In the end, Quinn managed to pull his amendment, bitterly complaining about the language he had heard that day, but thanking Rep. Ott for his “good faith effort to reach out to me.” He seemed particularly incensed at Horne's implication that he and other flag supporters lacked the heart to appease the suffering of the nine Charleston victims. But the die was cast, and a clean bill finally passed overwhelmingly on its second reading at 11:55 p.m., and a third and final reading, by 94 to 20, 15 minutes after midnight, backed by the promise of a third vote on the Quinn-Ott bill to fund the war relic museum when the legislature reconvenes in the fall.

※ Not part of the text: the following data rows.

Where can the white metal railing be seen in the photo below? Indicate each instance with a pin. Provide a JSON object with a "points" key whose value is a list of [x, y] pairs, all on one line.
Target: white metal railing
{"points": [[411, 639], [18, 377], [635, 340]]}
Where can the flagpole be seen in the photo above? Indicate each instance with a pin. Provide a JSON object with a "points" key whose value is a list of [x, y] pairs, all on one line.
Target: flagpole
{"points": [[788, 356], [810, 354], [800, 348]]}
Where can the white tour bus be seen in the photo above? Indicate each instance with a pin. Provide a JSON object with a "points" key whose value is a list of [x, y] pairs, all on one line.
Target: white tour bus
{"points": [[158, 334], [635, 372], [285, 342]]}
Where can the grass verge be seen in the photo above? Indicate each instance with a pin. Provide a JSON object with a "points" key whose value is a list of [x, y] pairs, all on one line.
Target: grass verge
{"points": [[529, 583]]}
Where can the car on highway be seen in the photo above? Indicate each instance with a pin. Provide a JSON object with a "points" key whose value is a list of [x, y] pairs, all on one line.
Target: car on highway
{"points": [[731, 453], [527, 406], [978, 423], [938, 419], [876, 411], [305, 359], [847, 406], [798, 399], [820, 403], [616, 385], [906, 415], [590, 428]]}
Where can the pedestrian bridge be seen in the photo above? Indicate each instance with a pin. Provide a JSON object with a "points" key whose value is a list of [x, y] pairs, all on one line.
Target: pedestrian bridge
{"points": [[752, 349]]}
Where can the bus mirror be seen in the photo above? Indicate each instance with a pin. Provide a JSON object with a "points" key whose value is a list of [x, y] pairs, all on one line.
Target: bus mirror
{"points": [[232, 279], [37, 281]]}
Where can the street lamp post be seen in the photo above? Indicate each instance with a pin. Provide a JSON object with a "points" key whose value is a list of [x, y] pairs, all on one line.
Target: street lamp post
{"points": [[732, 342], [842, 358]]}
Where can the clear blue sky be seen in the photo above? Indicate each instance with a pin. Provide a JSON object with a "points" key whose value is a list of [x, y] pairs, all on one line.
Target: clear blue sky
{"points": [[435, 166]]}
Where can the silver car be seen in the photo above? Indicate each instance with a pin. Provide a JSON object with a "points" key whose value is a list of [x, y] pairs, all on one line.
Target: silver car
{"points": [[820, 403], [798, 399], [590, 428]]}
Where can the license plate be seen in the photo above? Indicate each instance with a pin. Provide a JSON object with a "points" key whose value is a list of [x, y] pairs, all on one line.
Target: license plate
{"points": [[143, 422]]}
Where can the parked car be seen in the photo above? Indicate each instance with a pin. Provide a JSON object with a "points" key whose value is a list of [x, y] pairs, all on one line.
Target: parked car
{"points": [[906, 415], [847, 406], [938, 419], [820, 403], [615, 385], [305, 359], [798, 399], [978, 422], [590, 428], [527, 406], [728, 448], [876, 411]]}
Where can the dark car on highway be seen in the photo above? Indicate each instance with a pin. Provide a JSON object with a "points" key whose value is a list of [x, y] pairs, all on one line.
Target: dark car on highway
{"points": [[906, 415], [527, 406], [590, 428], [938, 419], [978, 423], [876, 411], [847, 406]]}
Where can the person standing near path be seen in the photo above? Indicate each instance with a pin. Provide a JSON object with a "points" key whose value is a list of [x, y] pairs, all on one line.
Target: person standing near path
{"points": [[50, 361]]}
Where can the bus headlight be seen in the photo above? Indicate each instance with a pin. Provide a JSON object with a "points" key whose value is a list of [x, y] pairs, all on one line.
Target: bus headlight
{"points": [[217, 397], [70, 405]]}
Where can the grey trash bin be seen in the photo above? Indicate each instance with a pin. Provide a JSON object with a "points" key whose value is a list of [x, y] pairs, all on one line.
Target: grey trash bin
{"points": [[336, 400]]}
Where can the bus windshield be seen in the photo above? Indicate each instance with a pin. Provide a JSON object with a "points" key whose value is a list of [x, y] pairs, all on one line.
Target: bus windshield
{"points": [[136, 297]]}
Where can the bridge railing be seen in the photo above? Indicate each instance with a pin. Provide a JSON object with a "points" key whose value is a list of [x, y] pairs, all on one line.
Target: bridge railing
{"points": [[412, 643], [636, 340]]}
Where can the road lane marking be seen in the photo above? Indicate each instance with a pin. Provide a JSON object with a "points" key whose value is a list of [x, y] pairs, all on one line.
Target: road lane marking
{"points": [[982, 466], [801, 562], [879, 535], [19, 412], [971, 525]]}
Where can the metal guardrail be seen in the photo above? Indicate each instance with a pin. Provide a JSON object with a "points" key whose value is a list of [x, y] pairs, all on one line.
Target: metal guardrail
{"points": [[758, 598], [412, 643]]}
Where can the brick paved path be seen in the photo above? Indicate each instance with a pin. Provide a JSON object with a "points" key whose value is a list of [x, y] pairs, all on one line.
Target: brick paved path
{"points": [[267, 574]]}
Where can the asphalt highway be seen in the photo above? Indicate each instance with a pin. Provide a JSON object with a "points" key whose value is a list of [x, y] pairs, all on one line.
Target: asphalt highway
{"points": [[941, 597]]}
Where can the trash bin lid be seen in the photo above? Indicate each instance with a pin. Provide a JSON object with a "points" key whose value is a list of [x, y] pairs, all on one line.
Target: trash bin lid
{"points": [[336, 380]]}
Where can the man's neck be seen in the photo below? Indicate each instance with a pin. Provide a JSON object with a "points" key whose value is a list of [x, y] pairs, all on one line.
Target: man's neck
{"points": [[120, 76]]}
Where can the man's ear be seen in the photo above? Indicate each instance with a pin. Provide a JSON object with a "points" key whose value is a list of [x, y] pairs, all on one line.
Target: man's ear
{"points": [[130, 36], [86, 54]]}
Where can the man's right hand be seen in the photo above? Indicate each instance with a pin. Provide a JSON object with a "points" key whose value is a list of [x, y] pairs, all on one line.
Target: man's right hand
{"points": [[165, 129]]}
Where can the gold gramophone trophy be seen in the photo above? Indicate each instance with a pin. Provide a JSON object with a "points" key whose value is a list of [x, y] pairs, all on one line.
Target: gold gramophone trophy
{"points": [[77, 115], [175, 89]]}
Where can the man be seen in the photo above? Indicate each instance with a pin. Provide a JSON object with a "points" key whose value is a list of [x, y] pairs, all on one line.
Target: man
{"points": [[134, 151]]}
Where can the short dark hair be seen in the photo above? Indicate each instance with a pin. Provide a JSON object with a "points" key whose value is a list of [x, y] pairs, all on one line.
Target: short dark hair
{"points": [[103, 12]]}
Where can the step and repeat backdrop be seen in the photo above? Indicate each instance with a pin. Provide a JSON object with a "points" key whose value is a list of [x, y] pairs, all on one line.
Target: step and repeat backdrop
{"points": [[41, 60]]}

On Friday, the flag came down, amid shouts and cries and songs and tears from the throngs of people who gathered on the Statehouse grounds. An honor guard carefully furled the flag – an honor to which the banner was not actually entitled, as it is neither an official national nor a state emblem, and indeed is a flag that was raised against the United States – and handed it to the chief curator of the Relic Room. Hours later, the pole where it hung was uprooted, too, amid shouts and camera snaps from those who remained on the grounds to see the historic removal through to the end.
The members of the Democratic Caucus praised the governor for reversing her position on the flag (which came in part at the urging of corporate interests including Volvo, but according to her staff, was also the result of personal soul searching after the Charleston massacre). And they pointed to a genuine coming together with members across the aisle, including Horne, Quinn and Paul Thurmond, son of the late arch-segregationist Dixiecrat Strom Thurmond, who became the first of many Democrats to exit the party and take over the onetime party of Lincoln in the South over the course of two generations.
The ironies of the fight had been many: as the descendants of Thurmond and Jefferson Davis fought to complete Robert E. Lee’s own call to furl the battle flag of the Confederacy, and members of the once-liberal Republican Party doubled down in support of it, mounting a 15-hour filibuster that was ultimately broken by the legislative machinations of the onetime party of slavery, and the descendants of the enslaved.